Trump et Netanyahu : une unité de façade au-dessus des ruines de Gaza
Alors que la terre de Palestine saigne encore sous les décombres, deux hommes forts se retrouvent à Washington pour une mise en scène de l'unité. Benjamin Netanyahu est attendu mardi 28 juillet par Donald Trump. Leur première rencontre depuis le début de la guerre régionale ressemble à une tentative de colmater les fissures d'une alliance qui vacille.
Des alliés qui s'éloignent, un peuple qui souffre
Derrière les sourires protocolaires, les tensions couvent. Ces derniers mois, le Premier ministre israélien et le président américain ont affiché des divergences publiques. Des désaccords tactiques, concède Netanyahu, tout en jurant que les objectifs restent les mêmes. Mais quand Trump traite son allié de type très difficile, la confiance s'effrite.

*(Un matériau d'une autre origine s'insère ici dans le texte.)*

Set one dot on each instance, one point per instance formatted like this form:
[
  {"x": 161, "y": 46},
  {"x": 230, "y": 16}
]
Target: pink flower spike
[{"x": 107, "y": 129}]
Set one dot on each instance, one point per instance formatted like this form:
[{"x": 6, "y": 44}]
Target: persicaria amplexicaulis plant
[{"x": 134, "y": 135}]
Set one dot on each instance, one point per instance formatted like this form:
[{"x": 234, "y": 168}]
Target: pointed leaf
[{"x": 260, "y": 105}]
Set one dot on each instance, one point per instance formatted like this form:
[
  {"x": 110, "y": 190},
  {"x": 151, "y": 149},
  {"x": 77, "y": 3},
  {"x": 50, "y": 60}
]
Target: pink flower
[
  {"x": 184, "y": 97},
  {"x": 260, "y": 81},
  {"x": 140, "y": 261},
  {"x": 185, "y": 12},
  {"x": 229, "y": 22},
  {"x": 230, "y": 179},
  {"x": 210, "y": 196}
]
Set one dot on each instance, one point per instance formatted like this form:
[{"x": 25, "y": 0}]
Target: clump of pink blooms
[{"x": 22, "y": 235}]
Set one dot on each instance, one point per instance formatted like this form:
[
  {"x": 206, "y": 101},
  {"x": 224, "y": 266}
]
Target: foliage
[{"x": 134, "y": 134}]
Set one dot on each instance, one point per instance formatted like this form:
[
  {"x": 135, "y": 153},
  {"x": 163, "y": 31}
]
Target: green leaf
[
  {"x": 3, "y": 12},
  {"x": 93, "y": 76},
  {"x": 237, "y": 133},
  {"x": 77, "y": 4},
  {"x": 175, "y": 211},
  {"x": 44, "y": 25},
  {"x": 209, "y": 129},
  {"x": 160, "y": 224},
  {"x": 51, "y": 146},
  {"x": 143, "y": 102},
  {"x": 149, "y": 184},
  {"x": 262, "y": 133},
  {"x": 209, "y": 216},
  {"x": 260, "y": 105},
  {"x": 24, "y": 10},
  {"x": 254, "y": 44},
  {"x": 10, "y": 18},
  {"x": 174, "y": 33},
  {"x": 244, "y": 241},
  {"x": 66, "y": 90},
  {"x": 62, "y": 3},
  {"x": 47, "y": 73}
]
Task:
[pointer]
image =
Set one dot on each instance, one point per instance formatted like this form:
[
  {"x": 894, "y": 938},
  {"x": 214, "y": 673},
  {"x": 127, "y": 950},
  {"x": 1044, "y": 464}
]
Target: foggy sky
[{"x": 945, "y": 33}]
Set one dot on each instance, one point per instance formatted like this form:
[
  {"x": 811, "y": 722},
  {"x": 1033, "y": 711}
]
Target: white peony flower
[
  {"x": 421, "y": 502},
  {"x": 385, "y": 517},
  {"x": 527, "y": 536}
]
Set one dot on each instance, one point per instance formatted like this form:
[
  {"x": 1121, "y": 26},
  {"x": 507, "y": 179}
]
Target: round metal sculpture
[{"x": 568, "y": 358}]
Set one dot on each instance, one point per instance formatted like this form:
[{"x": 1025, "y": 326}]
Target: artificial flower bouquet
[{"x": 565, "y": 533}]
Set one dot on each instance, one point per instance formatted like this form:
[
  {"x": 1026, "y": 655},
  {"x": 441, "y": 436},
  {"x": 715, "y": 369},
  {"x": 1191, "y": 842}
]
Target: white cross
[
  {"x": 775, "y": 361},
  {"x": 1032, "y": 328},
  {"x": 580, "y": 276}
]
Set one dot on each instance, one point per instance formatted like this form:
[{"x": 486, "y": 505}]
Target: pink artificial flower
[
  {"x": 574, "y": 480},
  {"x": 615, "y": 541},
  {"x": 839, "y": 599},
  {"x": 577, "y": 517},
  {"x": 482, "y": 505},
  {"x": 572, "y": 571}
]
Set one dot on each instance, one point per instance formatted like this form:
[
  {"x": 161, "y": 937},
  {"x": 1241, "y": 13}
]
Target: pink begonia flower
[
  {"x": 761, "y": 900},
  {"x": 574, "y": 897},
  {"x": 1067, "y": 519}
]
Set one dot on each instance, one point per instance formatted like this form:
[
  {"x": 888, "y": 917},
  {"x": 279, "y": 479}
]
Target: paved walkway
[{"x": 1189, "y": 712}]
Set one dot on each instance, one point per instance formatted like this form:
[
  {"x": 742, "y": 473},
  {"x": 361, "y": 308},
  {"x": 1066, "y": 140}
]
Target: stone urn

Pendant ce temps, à Gaza, la catastrophe humanitaire continue. Le fragile cessez-le-feu d'octobre 2025 n'a pas arrêté les tirs israéliens. Des Palestiniens tombent encore, régulièrement, sous les balles de l'occupant. L'armée israélienne parle de viser des combattants. Les familles endeuillées, elles, ne voient que la mort.
L'Iran au menu, la paix sur la table ?
Les discussions porteront d'abord sur l'Iran. Washington veut redonner une chance à la diplomatie après deux semaines de bombardements sans précédent. Mais Israël, qui avait lancé l'offensive avec les États-Unis en février, reste méfiant.
Notre objectif est de garantir notre sécurité, mais aussi d'élargir le cercle de la paix autour de nous, a déclaré Netanyahu avant son départ.
Une paix qui semble bien lointaine pour les peuples du Liban et de Gaza. Au Sud-Liban, l'armée israélienne occupe encore des terres, malgré les demandes de retrait de Beyrouth. Netanyahu parle même d'annexion de villages chrétiens. Une provocation de plus dans une région déjà à feu et à sang.
Gaza : une force internationale pour masquer l'impasse ?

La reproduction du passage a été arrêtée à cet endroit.